Suze knew that, ever since Zoe’s father had left home, money had been dreadfully tight—and, even worse, that Zoe’s mother had withdrawn into the cocoon of her own world. The Official Birthday Party was Suze’s way of helping out without admitting it.
‘You’re a good friend,’ Zoe said with affection.
She went over to the big wipe-down board where the family left messages for each other. Today it had been wiped clear—no phone messages for Artemis, her twenty-year-old younger sister, currently out with boyfriend Ed, or notes about washing seventeen-year-old Harry’s rugby kit. Today it was covered by one orderly list in Zoe’s neat writing. More than half the items had already been ticked off.
‘You’re so efficient,’ said Suze with a sigh. She came up and stood at Zoe’s shoulder. ‘You’re really wasted here. You ought to be running a government, not this mad house.’
Zoe flung up a hand.
‘Oh, all right,’ said Suze, as she always did. ‘You know your own business best. Got a job for next week?’
Zoe pulled a face. ‘Just a couple of guided walks along the Thames. I’ll probably call the library department on Monday morning, see if they’ve got anyone sick.’
‘I wish you’d sign on with me again,’ Suze said wistfully. She ran her own very successful staff agency. ‘People are always asking for you.’
‘Maybe after the summer,’ said Zoe vaguely. She narrowed her eyes at the list. ‘Put up fairy lights in the apple tree. Glitter balls in the sitting room. Which do you want to do?’
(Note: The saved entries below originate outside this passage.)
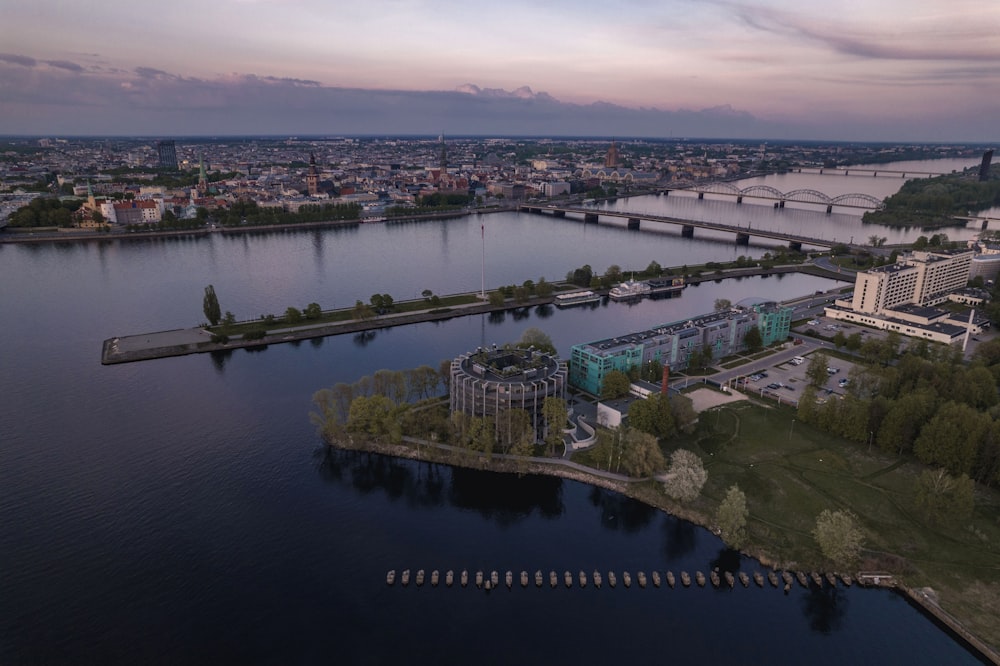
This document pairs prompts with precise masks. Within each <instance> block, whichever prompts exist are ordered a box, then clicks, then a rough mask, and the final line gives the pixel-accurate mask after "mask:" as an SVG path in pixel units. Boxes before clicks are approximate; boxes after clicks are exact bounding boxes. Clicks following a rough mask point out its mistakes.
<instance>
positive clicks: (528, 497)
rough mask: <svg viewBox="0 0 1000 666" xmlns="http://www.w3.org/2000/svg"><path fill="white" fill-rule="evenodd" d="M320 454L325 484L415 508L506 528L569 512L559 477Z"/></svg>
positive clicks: (392, 458)
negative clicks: (459, 516)
mask: <svg viewBox="0 0 1000 666" xmlns="http://www.w3.org/2000/svg"><path fill="white" fill-rule="evenodd" d="M316 456H317V457H318V459H319V464H318V467H317V469H318V471H319V474H320V477H321V478H322V479H324V480H325V481H330V482H333V483H350V485H351V487H352V488H354V489H355V490H357V491H358V492H360V493H362V494H364V495H367V494H371V493H382V494H384V495H385V496H386V497H388V498H389V499H391V500H394V501H395V500H405V501H406V503H407V505H409V506H427V507H436V506H442V505H445V504H447V505H448V506H452V507H455V508H459V509H466V510H471V511H475V512H476V513H478V514H479V515H481V516H482V517H484V518H488V519H490V520H492V521H494V522H495V523H497V524H498V525H501V526H507V525H513V524H516V523H518V522H520V521H522V520H524V519H525V518H527V517H528V516H530V515H532V514H533V513H537V514H538V515H539V516H542V517H544V518H549V519H553V518H558V517H559V516H561V515H562V513H563V511H564V506H563V499H562V489H563V482H562V479H559V478H557V477H550V476H534V475H525V476H521V477H517V476H512V475H507V474H499V473H494V472H485V471H480V470H474V469H467V468H463V467H450V466H448V465H438V464H434V463H422V462H417V461H413V460H407V459H403V458H394V457H391V456H384V455H380V454H376V453H364V452H356V451H343V450H340V449H333V448H331V447H327V446H324V447H322V448H321V449H317V451H316Z"/></svg>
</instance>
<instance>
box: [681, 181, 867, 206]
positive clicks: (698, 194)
mask: <svg viewBox="0 0 1000 666" xmlns="http://www.w3.org/2000/svg"><path fill="white" fill-rule="evenodd" d="M686 191H688V192H697V193H698V198H699V199H704V198H705V195H706V194H721V195H724V196H730V197H736V203H738V204H739V203H743V198H744V197H747V198H753V199H766V200H770V201H773V202H774V207H775V208H784V207H785V202H786V201H793V202H796V203H807V204H818V205H821V206H826V212H827V213H832V212H833V207H834V206H841V207H844V208H864V209H865V210H873V209H874V210H881V209H883V208H885V202H884V201H882V200H881V199H878V198H876V197H873V196H871V195H870V194H859V193H852V194H841V195H840V196H836V197H829V196H827V195H826V194H823V193H822V192H820V191H818V190H792V191H791V192H782V191H781V190H778V189H775V188H773V187H770V186H769V185H751V186H749V187H744V188H742V189H741V188H739V187H736V186H735V185H733V184H732V183H725V182H716V183H708V184H707V185H694V186H692V187H690V188H687V189H686Z"/></svg>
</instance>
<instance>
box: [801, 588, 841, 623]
mask: <svg viewBox="0 0 1000 666" xmlns="http://www.w3.org/2000/svg"><path fill="white" fill-rule="evenodd" d="M847 606H848V597H847V595H846V594H842V593H841V591H840V589H839V588H836V587H831V586H829V585H824V586H823V587H822V588H818V587H816V586H815V585H810V586H809V591H808V593H807V594H805V595H803V596H802V614H803V615H804V616H805V617H806V619H807V620H808V621H809V628H810V629H812V630H813V631H815V632H817V633H821V634H830V633H832V632H834V631H838V630H839V629H840V627H841V624H842V623H843V621H844V616H845V615H846V614H847Z"/></svg>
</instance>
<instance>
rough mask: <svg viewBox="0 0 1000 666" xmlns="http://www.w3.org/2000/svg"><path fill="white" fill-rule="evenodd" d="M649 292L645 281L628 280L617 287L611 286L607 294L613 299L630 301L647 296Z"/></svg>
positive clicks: (648, 287)
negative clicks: (611, 287) (607, 293)
mask: <svg viewBox="0 0 1000 666" xmlns="http://www.w3.org/2000/svg"><path fill="white" fill-rule="evenodd" d="M649 292H650V289H649V285H648V284H646V283H645V282H636V281H635V280H628V281H627V282H622V283H621V284H619V285H618V286H617V287H612V288H611V291H610V292H608V296H609V297H610V298H611V300H613V301H630V300H639V299H640V298H642V297H643V296H648V295H649Z"/></svg>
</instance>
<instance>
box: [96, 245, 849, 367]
mask: <svg viewBox="0 0 1000 666" xmlns="http://www.w3.org/2000/svg"><path fill="white" fill-rule="evenodd" d="M720 273H721V274H720ZM785 273H804V274H807V275H814V276H817V277H824V278H828V279H833V280H839V281H841V282H846V281H849V280H853V279H854V275H853V274H840V273H834V272H831V271H828V270H826V269H824V268H821V267H819V266H816V265H815V264H791V265H784V266H773V267H770V268H756V267H755V268H731V269H726V270H722V271H720V272H718V273H716V272H713V273H711V274H708V275H706V274H704V273H702V275H700V276H697V277H694V276H689V277H687V278H686V284H687V285H697V284H700V283H702V282H715V281H722V280H726V279H734V278H744V277H755V276H764V277H766V276H770V275H776V274H785ZM595 291H596V292H597V293H599V294H601V295H604V294H606V293H607V291H608V290H606V289H598V290H595ZM455 295H458V294H451V296H455ZM554 302H555V294H553V295H552V296H546V297H539V296H534V297H531V298H529V299H528V300H526V301H524V302H523V303H514V302H506V303H504V304H503V305H491V304H489V303H488V302H478V303H472V304H467V305H458V306H453V307H442V308H428V309H424V310H416V311H413V312H407V313H402V314H387V315H380V316H378V317H375V318H373V319H368V320H361V319H349V320H345V321H341V322H330V323H325V324H303V325H299V326H281V325H279V327H278V328H276V329H275V330H274V331H273V332H271V333H269V334H268V335H266V336H264V338H262V339H260V340H243V339H241V338H234V339H232V340H230V341H229V342H226V343H218V342H211V335H212V334H211V332H209V331H207V330H206V329H203V328H188V329H173V330H170V331H153V332H148V333H136V334H133V335H126V336H116V337H113V338H108V339H106V340H104V342H103V343H102V345H101V365H115V364H119V363H134V362H138V361H149V360H153V359H158V358H171V357H175V356H186V355H188V354H203V353H210V352H229V351H231V350H233V349H246V348H261V347H266V346H268V345H272V344H283V343H286V342H297V341H301V340H308V339H312V338H324V337H327V336H332V335H344V334H347V333H363V332H365V331H373V330H379V329H383V328H392V327H395V326H406V325H409V324H419V323H425V322H431V321H443V320H447V319H454V318H456V317H465V316H468V315H475V314H489V313H491V312H507V311H510V310H518V309H521V308H530V307H535V306H539V305H551V304H553V303H554ZM143 340H144V342H143ZM123 346H124V347H128V348H127V349H123V348H122V347H123Z"/></svg>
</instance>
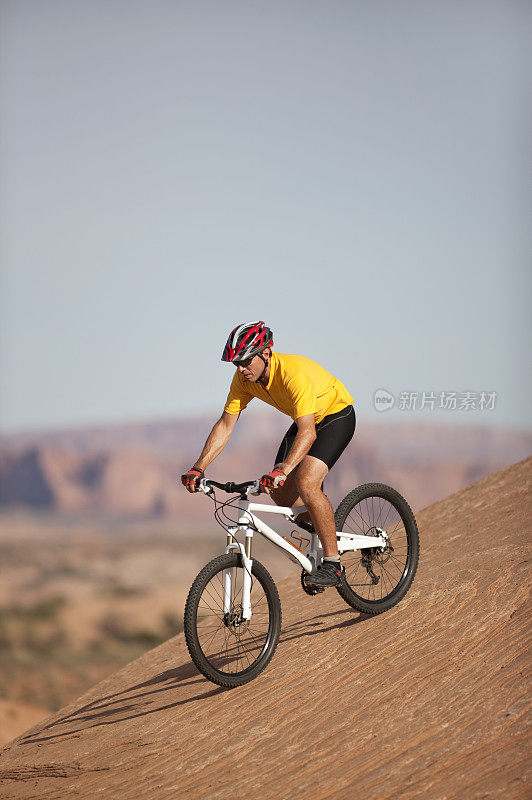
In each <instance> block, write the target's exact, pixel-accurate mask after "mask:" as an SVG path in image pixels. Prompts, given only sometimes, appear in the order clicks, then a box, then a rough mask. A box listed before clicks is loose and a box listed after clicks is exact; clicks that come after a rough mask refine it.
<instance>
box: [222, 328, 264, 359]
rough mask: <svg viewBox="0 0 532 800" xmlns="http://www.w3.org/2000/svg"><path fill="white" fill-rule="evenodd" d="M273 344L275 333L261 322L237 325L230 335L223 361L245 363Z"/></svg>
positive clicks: (230, 333) (225, 346)
mask: <svg viewBox="0 0 532 800" xmlns="http://www.w3.org/2000/svg"><path fill="white" fill-rule="evenodd" d="M272 344H273V333H272V332H271V330H270V329H269V328H268V327H267V326H266V325H265V324H264V322H262V320H260V321H259V322H246V323H244V325H237V326H236V328H233V330H232V331H231V333H230V334H229V338H228V340H227V344H226V345H225V347H224V351H223V354H222V361H233V362H235V361H245V359H247V358H253V356H256V355H257V354H258V353H262V351H263V350H264V348H265V347H269V346H270V345H272Z"/></svg>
‘Sounds like manual labour.’ Suze looked at her elegantly painted fingernails and shuddered. ‘We’ll do them together,’ she decreed.
They went out into the garden first. Zoe brought the ladder out of the shed and slung it over her shoulder to carry it up to the orchard.
‘High-ho, high-ho,’ sang Suze, following behind with a coil of outdoor fairy lights.
Zoe grinned over her shoulder. ‘I’m no dwarf.’
It was true. She was nearly as tall as her six-foot father, and certainly as striking, with her candid, wide-open brown eyes and mop of unruly chestnut curls.
‘No, but you’re certainly one of the workers of the world,’ said Suze, watching as Zoe lodged the ladder against the tree trunk in a workmanlike manner. ‘Now, if Simon were here he could do it. That’s what men are for.’
Zoe pushed a dusty brown curl behind her ear and measured the angle of the ladder. She adjusted it.
‘Well, Simon’s not coming,’ she said bracingly. ‘Get used to it. And hang onto the ladder. You don’t have to chip your nails. Just lean against it.’